The company expects cuts of about $20 billion this year (on an adjusted basis), and is predicting cuts of about $17.5 billion in 2025 and even more in 2026.

Rasgon said that with these actions, as well as grants and support from partners, Intel could add $40 billion in cash to its balance sheet by the end of 2025.

Intel said in a statement that the cost reduction is aimed at improving the company’s liquidity and reducing its debt.

The cost-cutting plan comes just months after President Joe Biden announced a deal to provide Intel with $8.5 billion in funding and $11 billion in loans for chip factories in Arizona, New Mexico, Oregon and Ohio under the CHIPS Act.

Intel was reportedly the biggest beneficiary of the CHIPS Act.

Intel expects cuts of $20 billion this year, as well as $17.5 billion in 2025 and more in 2026. Reuters Agency

The company reported adjusted earnings per share of $0.02, which was below LSEG analysts’ expectations of $0.10.

The company’s revenue was $12.83 billion, down 1% from a year ago and below expectations of $12.94 billion.

“We’ve previously indicated that our investments to be good and drive the AI ​​PC category will put pressure on margins in the near term,” Gelsinger said. “We believe the trade-offs are worth it. AI PC will grow from less than 10% of the market today to more than 50% in 2026.”

Intel also suffered other financial setbacks, such as the rapid move of Intel 4 and 3 processor wafers from its Oregon plant to a plant in Ireland.

Chief Financial Officer Dave Zinsser said the plant change will result in higher costs but will offset that in the long term and translate into higher gross margins.

Although Intel still has a majority market share – Intel processors account for 71% of CPUs in laptops, according to Statista – the company faces increasing price competition.
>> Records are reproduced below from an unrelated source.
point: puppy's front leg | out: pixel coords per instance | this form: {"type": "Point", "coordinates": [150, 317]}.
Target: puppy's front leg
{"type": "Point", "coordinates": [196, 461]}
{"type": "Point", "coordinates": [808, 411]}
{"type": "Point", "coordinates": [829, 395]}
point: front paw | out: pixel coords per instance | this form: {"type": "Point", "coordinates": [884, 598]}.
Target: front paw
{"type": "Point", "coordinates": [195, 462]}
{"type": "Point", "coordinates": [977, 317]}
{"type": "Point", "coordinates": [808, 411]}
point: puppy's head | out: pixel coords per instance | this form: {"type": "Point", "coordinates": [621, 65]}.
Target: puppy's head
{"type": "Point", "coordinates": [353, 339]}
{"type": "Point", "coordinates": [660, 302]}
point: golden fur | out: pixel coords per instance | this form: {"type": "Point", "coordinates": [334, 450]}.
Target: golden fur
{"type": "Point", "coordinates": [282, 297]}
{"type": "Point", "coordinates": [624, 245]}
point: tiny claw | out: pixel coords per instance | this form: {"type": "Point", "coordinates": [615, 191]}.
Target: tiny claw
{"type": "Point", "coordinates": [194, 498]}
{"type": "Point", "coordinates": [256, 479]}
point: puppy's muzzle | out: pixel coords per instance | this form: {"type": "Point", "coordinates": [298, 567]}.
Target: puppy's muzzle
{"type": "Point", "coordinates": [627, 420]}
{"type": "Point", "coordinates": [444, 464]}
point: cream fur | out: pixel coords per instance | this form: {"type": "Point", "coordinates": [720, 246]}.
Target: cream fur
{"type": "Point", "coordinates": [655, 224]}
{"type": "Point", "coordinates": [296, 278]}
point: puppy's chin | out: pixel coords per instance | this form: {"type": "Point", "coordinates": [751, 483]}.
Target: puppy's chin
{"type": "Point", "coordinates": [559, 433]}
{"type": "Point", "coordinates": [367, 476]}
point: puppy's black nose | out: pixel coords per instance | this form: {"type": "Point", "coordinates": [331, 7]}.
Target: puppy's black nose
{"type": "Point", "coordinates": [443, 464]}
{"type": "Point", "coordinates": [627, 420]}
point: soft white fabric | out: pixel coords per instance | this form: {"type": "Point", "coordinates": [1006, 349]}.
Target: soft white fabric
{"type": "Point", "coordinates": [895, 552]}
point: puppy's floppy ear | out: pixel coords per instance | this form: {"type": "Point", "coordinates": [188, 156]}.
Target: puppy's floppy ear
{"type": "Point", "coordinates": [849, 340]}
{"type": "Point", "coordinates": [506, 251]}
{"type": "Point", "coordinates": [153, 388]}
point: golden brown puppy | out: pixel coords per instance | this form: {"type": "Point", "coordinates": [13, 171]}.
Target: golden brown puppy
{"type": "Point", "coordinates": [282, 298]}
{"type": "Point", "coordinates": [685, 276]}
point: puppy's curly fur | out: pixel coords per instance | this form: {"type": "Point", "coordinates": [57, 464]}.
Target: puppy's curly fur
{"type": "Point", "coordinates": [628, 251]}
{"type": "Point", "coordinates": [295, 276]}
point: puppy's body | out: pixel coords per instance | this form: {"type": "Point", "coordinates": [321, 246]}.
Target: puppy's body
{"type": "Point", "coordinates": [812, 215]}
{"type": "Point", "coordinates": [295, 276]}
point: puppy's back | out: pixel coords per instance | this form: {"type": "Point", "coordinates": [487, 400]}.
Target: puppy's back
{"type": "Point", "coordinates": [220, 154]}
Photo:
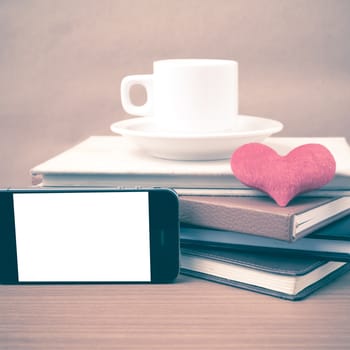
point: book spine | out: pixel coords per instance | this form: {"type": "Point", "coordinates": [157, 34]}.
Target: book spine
{"type": "Point", "coordinates": [236, 219]}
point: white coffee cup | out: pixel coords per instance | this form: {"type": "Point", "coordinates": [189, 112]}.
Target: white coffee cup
{"type": "Point", "coordinates": [187, 95]}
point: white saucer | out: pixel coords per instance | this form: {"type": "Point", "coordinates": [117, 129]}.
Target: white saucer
{"type": "Point", "coordinates": [210, 146]}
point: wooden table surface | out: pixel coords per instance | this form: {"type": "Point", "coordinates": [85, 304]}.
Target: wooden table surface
{"type": "Point", "coordinates": [190, 314]}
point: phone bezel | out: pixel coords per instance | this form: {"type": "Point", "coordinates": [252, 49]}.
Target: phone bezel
{"type": "Point", "coordinates": [163, 228]}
The technology company said on Friday that its profits and revenues fell short of LSEG analysts’ expectations. Reuters Agency

Intel’s Client Computing group, which makes chips for PCs, reported revenue of $7.41 billion, up 9% and close to StreetAccount analysts’ expectations of $7.42 billion.

The company has high hopes for its AI chips. It said it expects more than 40 million unit shipments for the full year.

Intel’s Data Center and AI business reported revenue of $3.05 billion, down 3% and missing StreetAccount’s estimate of $3.14 billion.

Intel’s third-quarter earnings guidance is in line with expectations, calling for revenue of $12.5 billion to $13.5 billion and a net loss of $0.03 per share.

Zinsser said data center revenue should increase in the second half of the year.

In late 2022, Intel began construction on a new chip factory in New Albany, Ohio (see above). Doral Chenoweth / USA TODAY Network

He added that challenges include weaker consumer and business spending, as well as a heavy emphasis on cloud servers for artificial intelligence, which forced Intel to shrink its total addressable market this year.

In the second quarter of June, Intel and asset manager Apollo announced an agreement under which Apollo will invest $11 billion to acquire a 49% stake from Intel in a joint venture that includes a facility in Ireland.

That same month, Intel introduced new Xeon 6 processors and Gaudi 3 AI accelerators.

According to a report by Reuters, in May Intel disclosed that the Commerce Department had revoked its export licenses to supply chips to a customer in China, presumably Chinese technology company Huawei Technologies.

Intel then said it expected second-quarter revenue to be in the range of $12.5 billion to $13.5 billion, but lower than the guidance range.